Showing posts with label Holy Week 2020. Show all posts
Showing posts with label Holy Week 2020. Show all posts

Saturday, April 11, 2020

Holy Saturday - The Harrowing of Hell



Our Lord's body lies in the tomb, he has descended to the dead, to Sheol, to Hell, ad infernos. The light of the Gospel, of the Word himself shines out in the darkness of Hades.  The hand of salvation reaches out into the Pit for the salvation of souls.

Harrowing? Yes, for the satanic anti-kingdom. God has broken its gates, he's stormed the stronghold and scattered the Enemy. There, in the dead, leaden, tortured fastness of Hell stands Christ triumphant, Victor, offering the hand of salvation and life to the captives of the demon-ridden underworld. St. John Chrysostom exults:




"The Savior's death has set us free. He that was held prisoner of it has annihilated it. By descending into Hell, He made Hell captive. He embittered it when it tasted of His flesh... It took a body, and met God face to face. It took earth, and encountered Heaven."

As Jesus lies in a grave in a garden, the light who is light shines in the darkness, a brilliant flare of truth, beauty, love and mercy, of life itself. Rejoicing in the triumph, may God give us grace to cry out to him for mercy, so that we too may enter Paradise.

The harrowing of Hell? For sure, and of our own souls also.

God bless,

LSP

Wednesday, April 8, 2020

Holy Wednesday Reflection




I find this helpful, perhaps you will too:

Light From Darkness
 
It is out of that uttermost gloom of My God, my God, why have you forsaken me that the light breaks. The light does not merely shine upon the gloom and so dispel it; it is the gloom itself transformed into light.  For that same crucifixion of our Lord which was, and for ever is, the utmost effort of evil, is itself the means by which God conquers evil and unites us to himself in the redeeming love there manifested.
 
Judas and Caiaphas and Pilate have set themselves in their several ways to oppose and to crush the purpose of Christ, and yet despite themselves they became ministers. They sent Christ to the cross; by the cross he completed his atoning work; from the cross he reigns over mankind.  God in Christ has not merely defeated evil, but has made it the occasion of his own supremest glory.
 
Never was conquest so complete; never was triumph so stupendous.  The completeness of the victory is due to the completeness of the evil over which it was won. It is the very darkness which enshrouds the cross that makes so glorious the light proceeding from it.
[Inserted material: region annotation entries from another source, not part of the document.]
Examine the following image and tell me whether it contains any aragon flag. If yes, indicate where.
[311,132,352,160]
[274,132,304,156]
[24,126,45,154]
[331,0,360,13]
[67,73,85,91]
Had there been no despair, no sense of desolation and defeat, but merely the onward march of irresistible power to the achievement of its end, evil might have been beaten, but not bound in captivity for ever.  God in Christ endured defeat, and out of the very stuff of defeat he wrought his victory and his achievement.
 
Archbishop William Temple (1881-1944) Mens Creatrix.

God in Christ endured defeat, and out of the very stuff of defeat he wrought his victory and his achievement.

Behold the mystery,

LSP

Tuesday, April 7, 2020

Holy Tuesday Reflection



The many art philosophers who read this lighthearted mind blog might enjoy the Visual Commentary on Scripture (VCS). Here's an excerpt on James 1:12-27 from the VCS Holy Week series:

Another letter—the Letter of James—also highlights a choice between pathways, and Clare Carlisle Tresch’s exploration of its first chapter with the help of three works of art returns us to a consideration of ‘light’. James’s hearers are to ‘put away filthiness’ (James 1:21) and receive the gifts that come from ‘the Father of Lights’ (v.17). 



The self-enclosure of Narcissus in Caravaggio’s baroque painting has led him to turn away from the light. He is mesmerised by his own reflection, captive in the black depths of a pool. By contrast, the contemporary work of landscape sculpture by David Wood faces upwards from the waters on which it floats, fully open to the light ‘from above’ (v.17). 




The third work, a Renaissance panel by Fra Angelico, envisages what Jesus’s followers may hope for at the end of the path well chosen: the reward of those who have become ‘children of light’. They have followed the way of the cross, ‘the wisdom of God’, by which the circle of self is broken open and an encircling glory offers its embrace.

An encircling glory offers its embrace. I love that.